Lecture Details
  • Introduction to Scotland, Scottish History, Geography and Genealogical Records

An introduction to the history and geography of Scotland in the particular context of the history and geography of Scotland as related to Scots in Scotland and the many Scots who emigrated to N America, Australia, New Zealand, South Africa, Rhodesia, SE Asia, and many other destinations.

  • Scottish Statutory Birth Marriage and Death Records – summary (1 lecture).
  • Scottish Statutory Birth Marriage and Death Records, - with details (2 lectures).

Scotland’s civil registrations of BMDs are far superior in terms of their English equivalents as far as they assist genealogical researchers, - not least death register entries which should show details of both parents of the deceased, including the mother’s maiden name.

  • Censuses in Scotland 1801 – 1901.

Scotland leads the world in terms of the on-line access not only to indexes of the open censuses, but also digitised images of the associated enumeration books.

  • Old Parochial Registers and Non-Established Church Records.

The OPRs of the Established Church of Scotland go back to the 1553 in Errol in Perthshire, but don’t start until the 1600s or 1700s in most parishes. The standard of the keeping and the information is generally less than in the equivalent English records, but can still be of great value to the researcher.

  • Testamentary (= wills) and Property Records.

Scottish testaments (wills) are a rich source of genealogically useful information. The SCAN website now has an index of extant Scottish testamentary records up to 1900, along with 520,000 digitised images.

  • Electronic and Web Access to Scottish Genealogical Records (either 1, 2 or 3 lectures in total depending on requirements).

Very many Scottish records can be accessed via existing and planned on-line Scottish resources.

  • General Scottish Archive Records: incl. Monumental Inscriptions, Directories, Newspapers, Local Archives, etc.

There are many records in Scotland such as MIs, city, town and regional directories, as well as newspapers and other local archives, which can supply that vital piece of information, which links to your Scottish ancestor.

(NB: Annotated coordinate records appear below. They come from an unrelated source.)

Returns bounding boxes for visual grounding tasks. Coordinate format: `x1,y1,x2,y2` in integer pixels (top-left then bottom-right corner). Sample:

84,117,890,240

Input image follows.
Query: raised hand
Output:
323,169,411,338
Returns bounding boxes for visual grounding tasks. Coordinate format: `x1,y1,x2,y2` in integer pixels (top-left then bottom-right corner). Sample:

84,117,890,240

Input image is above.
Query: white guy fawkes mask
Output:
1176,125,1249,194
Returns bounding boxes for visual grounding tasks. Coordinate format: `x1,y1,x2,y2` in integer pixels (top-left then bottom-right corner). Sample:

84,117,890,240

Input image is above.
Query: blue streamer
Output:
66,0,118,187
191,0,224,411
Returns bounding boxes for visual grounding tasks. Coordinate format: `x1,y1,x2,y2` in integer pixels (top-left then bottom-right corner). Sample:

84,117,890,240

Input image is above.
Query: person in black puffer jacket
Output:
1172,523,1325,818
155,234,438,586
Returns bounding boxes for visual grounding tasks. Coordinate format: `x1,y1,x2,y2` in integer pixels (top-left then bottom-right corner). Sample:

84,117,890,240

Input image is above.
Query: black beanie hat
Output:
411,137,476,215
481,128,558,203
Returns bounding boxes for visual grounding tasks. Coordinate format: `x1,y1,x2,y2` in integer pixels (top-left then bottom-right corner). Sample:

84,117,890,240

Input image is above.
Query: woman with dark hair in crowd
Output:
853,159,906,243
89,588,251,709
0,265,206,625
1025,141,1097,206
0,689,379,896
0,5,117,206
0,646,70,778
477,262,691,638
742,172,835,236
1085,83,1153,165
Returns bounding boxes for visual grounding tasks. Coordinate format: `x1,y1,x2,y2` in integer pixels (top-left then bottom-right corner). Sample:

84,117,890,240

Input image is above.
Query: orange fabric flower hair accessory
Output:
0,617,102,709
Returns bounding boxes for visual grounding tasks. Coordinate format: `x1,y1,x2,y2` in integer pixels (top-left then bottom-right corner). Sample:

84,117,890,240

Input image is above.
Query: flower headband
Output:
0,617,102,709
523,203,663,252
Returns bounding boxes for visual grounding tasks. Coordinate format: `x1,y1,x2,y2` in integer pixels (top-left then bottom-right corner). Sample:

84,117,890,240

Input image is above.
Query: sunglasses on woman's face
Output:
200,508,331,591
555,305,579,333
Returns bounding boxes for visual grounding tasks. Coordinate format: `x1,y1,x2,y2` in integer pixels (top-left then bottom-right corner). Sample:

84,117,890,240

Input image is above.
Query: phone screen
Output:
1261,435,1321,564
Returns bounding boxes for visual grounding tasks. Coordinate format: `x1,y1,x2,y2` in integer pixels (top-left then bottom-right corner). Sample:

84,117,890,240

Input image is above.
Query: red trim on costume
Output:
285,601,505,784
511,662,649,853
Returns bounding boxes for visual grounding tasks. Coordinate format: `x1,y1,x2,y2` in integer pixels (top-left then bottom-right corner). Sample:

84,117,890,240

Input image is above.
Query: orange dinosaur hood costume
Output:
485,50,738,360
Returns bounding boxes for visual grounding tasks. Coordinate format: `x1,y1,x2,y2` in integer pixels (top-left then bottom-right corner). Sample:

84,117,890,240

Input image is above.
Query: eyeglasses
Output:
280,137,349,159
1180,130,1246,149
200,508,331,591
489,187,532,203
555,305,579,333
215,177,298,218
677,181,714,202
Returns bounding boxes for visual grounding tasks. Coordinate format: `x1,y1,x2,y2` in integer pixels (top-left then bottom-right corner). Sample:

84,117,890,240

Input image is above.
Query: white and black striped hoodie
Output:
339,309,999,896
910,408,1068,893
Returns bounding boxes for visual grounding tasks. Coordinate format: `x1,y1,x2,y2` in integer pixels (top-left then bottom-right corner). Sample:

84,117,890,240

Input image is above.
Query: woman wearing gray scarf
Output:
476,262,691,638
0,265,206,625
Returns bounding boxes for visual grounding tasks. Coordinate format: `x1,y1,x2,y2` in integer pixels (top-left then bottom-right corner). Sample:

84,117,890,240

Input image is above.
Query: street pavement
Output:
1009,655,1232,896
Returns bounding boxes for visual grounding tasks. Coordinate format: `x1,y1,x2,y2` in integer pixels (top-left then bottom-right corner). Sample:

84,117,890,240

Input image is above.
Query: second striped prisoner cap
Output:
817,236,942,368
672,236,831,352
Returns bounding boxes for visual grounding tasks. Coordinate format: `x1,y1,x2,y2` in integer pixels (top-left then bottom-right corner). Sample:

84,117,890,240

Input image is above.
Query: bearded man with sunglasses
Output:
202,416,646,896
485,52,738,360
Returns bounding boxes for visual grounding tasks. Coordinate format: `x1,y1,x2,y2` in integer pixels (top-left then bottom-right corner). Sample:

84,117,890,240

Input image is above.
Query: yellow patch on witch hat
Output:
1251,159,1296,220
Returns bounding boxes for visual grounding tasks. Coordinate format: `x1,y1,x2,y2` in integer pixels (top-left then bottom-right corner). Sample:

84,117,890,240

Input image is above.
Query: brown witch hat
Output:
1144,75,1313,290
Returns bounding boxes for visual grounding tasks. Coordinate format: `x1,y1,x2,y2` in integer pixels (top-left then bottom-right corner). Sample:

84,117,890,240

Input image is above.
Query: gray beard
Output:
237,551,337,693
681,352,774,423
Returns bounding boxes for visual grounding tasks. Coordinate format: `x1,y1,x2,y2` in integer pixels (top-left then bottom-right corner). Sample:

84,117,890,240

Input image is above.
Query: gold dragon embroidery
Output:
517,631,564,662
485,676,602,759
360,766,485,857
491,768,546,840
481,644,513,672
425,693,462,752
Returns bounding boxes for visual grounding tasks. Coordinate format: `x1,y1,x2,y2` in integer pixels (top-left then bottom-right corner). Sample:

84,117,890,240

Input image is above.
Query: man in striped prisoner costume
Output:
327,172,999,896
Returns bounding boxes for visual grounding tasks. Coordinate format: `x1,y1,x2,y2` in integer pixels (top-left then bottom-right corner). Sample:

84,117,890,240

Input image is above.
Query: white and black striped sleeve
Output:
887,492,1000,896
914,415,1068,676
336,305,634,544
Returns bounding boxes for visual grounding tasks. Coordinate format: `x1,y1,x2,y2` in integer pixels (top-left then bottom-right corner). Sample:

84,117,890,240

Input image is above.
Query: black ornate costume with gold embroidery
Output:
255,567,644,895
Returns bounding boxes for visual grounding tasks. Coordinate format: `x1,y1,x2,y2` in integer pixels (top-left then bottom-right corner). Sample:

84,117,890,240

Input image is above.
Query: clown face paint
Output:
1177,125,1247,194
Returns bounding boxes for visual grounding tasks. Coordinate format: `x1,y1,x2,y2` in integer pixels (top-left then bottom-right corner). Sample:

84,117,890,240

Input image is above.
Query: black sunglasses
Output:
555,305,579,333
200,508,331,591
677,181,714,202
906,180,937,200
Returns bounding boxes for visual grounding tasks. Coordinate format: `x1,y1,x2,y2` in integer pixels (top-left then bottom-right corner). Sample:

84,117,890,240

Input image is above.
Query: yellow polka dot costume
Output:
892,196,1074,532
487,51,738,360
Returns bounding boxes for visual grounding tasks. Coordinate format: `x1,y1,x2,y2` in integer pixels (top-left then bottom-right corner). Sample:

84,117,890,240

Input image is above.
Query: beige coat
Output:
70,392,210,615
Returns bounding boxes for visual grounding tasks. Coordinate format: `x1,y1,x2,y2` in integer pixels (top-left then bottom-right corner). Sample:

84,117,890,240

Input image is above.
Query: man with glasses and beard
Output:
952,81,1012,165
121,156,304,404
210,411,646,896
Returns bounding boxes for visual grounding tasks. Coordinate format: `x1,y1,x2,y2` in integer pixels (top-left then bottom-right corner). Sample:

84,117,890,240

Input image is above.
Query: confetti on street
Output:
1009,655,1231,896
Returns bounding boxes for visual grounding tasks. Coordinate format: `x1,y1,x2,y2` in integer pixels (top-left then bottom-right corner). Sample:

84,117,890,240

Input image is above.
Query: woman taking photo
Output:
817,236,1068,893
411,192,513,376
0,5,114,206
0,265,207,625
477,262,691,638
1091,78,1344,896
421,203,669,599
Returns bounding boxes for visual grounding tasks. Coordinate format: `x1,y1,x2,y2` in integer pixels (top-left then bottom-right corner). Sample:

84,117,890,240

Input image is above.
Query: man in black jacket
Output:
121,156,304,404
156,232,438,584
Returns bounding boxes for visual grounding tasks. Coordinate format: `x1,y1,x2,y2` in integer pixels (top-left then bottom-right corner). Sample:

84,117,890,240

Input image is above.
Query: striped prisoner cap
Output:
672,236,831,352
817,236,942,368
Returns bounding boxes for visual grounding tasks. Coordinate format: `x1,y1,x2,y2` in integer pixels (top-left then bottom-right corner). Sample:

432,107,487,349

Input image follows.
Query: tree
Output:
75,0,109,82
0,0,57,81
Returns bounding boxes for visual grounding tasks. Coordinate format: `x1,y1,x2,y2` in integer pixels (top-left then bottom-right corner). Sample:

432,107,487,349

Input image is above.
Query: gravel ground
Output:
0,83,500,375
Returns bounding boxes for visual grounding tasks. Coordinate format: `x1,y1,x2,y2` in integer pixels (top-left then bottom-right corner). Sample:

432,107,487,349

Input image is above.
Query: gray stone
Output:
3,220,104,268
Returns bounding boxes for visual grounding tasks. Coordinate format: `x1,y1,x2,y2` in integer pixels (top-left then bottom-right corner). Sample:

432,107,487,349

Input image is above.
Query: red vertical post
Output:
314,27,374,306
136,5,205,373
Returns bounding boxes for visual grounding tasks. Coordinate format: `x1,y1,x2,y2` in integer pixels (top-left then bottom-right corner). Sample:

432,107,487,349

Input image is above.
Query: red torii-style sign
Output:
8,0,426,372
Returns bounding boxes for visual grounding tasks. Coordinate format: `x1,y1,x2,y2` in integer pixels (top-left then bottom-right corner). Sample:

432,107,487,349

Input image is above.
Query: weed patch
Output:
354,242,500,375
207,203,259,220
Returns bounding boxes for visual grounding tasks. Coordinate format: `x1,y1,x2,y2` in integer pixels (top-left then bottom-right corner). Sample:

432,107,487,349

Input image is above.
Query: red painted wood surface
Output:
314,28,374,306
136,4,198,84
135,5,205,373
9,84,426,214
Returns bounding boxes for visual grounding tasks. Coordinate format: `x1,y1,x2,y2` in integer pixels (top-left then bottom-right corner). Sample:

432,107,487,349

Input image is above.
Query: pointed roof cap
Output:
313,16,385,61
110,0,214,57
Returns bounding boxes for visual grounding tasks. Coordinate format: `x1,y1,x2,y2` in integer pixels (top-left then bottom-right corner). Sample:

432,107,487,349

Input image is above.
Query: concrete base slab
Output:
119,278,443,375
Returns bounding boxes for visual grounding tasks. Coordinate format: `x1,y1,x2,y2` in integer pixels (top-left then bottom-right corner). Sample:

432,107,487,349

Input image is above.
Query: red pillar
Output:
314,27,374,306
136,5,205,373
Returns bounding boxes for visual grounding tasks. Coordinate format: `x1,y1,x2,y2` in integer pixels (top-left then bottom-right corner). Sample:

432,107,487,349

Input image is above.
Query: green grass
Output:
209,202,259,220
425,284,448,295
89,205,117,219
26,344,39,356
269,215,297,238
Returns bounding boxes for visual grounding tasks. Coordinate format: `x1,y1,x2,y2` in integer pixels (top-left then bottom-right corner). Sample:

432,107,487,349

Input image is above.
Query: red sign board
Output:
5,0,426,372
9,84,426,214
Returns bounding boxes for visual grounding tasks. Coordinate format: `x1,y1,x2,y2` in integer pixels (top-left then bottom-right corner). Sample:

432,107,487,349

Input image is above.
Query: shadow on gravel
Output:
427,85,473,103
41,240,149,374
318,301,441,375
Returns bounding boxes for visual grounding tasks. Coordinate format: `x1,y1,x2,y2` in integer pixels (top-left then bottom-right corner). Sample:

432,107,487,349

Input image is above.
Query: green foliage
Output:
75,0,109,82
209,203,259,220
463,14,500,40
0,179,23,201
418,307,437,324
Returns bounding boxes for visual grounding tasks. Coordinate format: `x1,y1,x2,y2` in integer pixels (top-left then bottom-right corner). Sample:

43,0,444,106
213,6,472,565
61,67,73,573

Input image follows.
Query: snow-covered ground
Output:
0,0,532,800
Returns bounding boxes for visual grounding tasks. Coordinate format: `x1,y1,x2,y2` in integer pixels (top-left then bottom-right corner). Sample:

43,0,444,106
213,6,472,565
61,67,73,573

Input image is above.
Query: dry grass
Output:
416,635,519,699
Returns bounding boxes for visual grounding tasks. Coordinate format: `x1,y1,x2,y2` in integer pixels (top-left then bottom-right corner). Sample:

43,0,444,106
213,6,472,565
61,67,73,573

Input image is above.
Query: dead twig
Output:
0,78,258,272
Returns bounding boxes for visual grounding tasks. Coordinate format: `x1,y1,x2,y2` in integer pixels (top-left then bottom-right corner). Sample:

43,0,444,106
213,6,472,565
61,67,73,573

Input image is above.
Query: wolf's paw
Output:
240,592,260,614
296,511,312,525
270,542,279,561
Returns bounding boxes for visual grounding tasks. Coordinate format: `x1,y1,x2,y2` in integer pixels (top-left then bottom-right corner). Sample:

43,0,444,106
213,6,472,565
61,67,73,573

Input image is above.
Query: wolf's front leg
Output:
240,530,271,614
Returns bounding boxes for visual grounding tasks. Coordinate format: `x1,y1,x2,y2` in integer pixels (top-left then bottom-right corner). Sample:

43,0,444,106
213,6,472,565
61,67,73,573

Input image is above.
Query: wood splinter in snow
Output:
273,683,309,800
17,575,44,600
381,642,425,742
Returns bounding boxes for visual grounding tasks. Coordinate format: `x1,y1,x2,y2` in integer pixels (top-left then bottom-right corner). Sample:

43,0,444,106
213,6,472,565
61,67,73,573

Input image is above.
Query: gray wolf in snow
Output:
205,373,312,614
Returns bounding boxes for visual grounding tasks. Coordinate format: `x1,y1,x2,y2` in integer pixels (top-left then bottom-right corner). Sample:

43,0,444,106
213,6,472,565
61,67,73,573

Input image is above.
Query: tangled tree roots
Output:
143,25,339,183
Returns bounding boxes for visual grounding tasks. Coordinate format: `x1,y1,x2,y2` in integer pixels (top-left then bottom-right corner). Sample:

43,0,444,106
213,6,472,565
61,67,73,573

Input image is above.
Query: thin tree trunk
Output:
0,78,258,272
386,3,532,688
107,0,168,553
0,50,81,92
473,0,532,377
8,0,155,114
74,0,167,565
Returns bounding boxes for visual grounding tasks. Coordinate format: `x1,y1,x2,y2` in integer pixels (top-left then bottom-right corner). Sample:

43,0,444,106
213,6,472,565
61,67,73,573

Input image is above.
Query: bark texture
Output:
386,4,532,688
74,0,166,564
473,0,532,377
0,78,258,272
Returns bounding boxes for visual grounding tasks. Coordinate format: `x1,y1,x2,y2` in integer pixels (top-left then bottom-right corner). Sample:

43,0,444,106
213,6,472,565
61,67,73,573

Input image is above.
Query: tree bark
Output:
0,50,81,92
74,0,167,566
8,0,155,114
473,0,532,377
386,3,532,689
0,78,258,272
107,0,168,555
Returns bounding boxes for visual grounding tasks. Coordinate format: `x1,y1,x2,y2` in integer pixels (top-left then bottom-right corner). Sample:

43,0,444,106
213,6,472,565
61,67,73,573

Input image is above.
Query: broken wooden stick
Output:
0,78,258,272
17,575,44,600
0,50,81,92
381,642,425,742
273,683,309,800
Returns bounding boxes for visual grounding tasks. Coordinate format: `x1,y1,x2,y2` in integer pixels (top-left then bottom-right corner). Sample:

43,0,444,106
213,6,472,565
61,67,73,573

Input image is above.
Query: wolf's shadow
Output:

  • Emigration Records; Bridging the Gap to a Scottish Ancestor; and Searching for Present Day Relations in Scotland.

An in-depth look at how to link back to your Scottish ancestor, and how, once a link is made, to trace forward to possible present day relatives in Scotland.

  • Scottish Poor Relief Records

Poor relief records provide an incredibly detailed insight into the life of an applicant for poor relief – equivalent to Social Security payments – with indexed records surviving for the city of Glasgow from 1845 to 1900. Similar records survive for other places.

  • Occupational Sources in Scotland

Apart from the records of the professions such as ministers, lawyers, teachers, accountants, etc., etc., there are many records relating to more modest occupations such as carpenters, slaters, masons, etc., etc., not least via the trade incorporations in the cities and Royal burghs.

  • Scottish Military Records

A disproportionate number of Scots served in the armed forces of the UK from 1707 onwards, with many very interesting records available at The National Archives at Kew.

  • ScotlandsPeople.gov.uk Web Site

Scotland leads the world in terms of on-line access to the genealogical records of the nation as they exist today, and will continue to develop over the next few years.

  • ScotlandsPeople Web Site - A Case Study

A detailed case study approach to demonstrating the resources and advantages of the scotlandspeople.gov.uk site .

  • Scottish Statutory Death Certificates - An Underused Source

Scottish statutory death records are a rich source of information that can allow a researcher to take back a tree reliably to the birth of the deceased, the marriage and births of the parents in the mid or even early 1700s

  • Wildcards in Genealogical Research

The efficient searching of the increasing number of on-line and CD indexes can only be achieved by a proper understanding of how these databases are set up, and, in particular, the concept of wildcards, and how to use them.

  • Where Is It ?

Emigrant families often gave their place of origin as the nearest town or city instead of the actual parish.  This leads to a need for a detailed knowledge of Scottish geography to enable the researcher to establish the actual origin. This lecture also considers the mobility of the population as well as the possibilities for travel that exists at various eras.

  • Scottish Surnames and Given Names

In Scotland traditional naming patterns were in wide use up to the late 1800s/early 1900s, but the practice declined thereafter with decreasing family size.

  • Why Can't I find That Record ?

Factors such as uncertainty in relation to the spelling if a name, and transcription errors on the part of individuals, census enumerators, and registrars can easily lead to the belief that it just had to be the case the a flying saucer descended from the heavens and kidnapped your ancestors, in order to explain their absence from the records.

  • Scottish Newspapers as a Genealogical Research

An increasing number of Scottish newspaper records are being indexed. The death of an emigrant in N America or Australasia may often have been reported.